His early years at the College were also spent as Warden of Gungahlin Residential College for Diplomatic Cadets. Among the members of the College at that time were Peter Henderson (later head of Foreign Affairs) and WB Pritchett (later head of Defence). In Beddie's account his job was to lecture them in politics at the CUC and try to keep the housekeeper from getting drunk in the evenings.
When the College closed in 1952 he left on a Rockefeller Scholarship for the London School of Economics, There, working under Michael Oakeshott, he began his doctoral thesis on 'Nature, Mind and Society in the Writings of Hegel, Dilthey, Rickert and Weber'. He returned to Canberra in 1955 to take up a Senior Lectureship, and to resume his partnership with LF Crisp at the ANU.
His contribution to academic life and the discipline of politics over the next tlnee decades was considerable.
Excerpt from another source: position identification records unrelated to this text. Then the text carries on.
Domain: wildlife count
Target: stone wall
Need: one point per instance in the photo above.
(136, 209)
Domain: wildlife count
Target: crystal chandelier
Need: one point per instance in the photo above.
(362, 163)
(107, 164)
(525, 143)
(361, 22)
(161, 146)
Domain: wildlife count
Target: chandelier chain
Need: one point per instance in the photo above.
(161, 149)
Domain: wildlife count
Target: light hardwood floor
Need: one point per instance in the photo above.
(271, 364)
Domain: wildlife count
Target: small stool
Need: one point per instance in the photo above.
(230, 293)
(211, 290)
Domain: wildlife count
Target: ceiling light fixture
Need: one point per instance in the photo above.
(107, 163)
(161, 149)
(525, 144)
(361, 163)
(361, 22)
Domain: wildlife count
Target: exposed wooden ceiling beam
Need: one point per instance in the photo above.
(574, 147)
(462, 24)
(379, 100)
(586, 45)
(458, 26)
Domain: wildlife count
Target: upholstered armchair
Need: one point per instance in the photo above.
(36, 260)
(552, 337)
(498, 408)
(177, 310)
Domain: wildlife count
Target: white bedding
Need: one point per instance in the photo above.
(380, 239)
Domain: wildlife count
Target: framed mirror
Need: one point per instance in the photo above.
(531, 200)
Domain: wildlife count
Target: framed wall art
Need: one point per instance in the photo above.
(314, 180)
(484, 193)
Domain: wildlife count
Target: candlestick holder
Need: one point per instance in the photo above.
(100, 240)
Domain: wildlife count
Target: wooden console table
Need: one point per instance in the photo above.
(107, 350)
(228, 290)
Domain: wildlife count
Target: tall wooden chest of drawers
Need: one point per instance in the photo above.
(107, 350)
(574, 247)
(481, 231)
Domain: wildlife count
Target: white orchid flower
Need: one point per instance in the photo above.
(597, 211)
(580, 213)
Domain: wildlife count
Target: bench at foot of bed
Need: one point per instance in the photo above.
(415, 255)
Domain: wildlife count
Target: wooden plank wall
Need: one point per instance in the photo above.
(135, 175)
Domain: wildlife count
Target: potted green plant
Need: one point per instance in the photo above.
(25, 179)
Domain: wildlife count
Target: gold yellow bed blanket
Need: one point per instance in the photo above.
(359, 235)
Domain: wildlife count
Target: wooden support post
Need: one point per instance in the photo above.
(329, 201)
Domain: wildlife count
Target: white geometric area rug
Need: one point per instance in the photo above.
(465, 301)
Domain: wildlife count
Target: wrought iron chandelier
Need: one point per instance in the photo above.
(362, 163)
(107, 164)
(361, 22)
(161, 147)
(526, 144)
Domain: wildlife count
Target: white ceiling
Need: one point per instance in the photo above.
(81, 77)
He served two terms as editor of Australian Outlook (1957-60), was for seven years Research Chairman of the Australian Institute of International Affairs, and acted as Chairman of the Editorial Advisory Board of the Department of Foreign Affairs from 1977-82. As a fastidious scholar who was overly critical of his own work, he was reluctant to publish much of what he wrote. But his writings nonetheless covered a wide range of topics from political theory to international relations and public administration - all in enviable depth. Of especial significance were his early writings on defence policy-making in Australia.
Yet for all this, his greatest influence was exercised in his personal contact with students and colleagues. As a teacher he took great pains in his preparation, insisting that his lectures were public lectures and had to meet the standards that might be expected by a discerning public. As a colleague and intellectual companion he was hard to match for his combination of learning, wit, and unpredictability. Like his mentor, John Anderson, he was moved neither by ideology nor by fashion - only by the spirit of inquiry.
As a man, he was an uncommon mixture of modesty and stubbornness. For himself; he shunned the limelight; but when he saw a matter of principle at issue he could test the patience of his closest allies. Yet while serious when seriousness was called for, he was never solemn. He was respected; but he was also fine company.
His last months were uncomfortable (and at times, painful) as he succumbed to leukemia and then to motor neurone disease - nursed by his wife, Ru, and daughters, Francesca and Melanie. Yet he can only be remembered as a robust man, who hated any fuss being made of him- preferring a beer (or a scotch) and conversation about politics, philosophy and the arts. About his achievements in helping to build two departments which began in tin sheds he was typically dismissive, laughing: 'I have spent my entire academic life in huts'.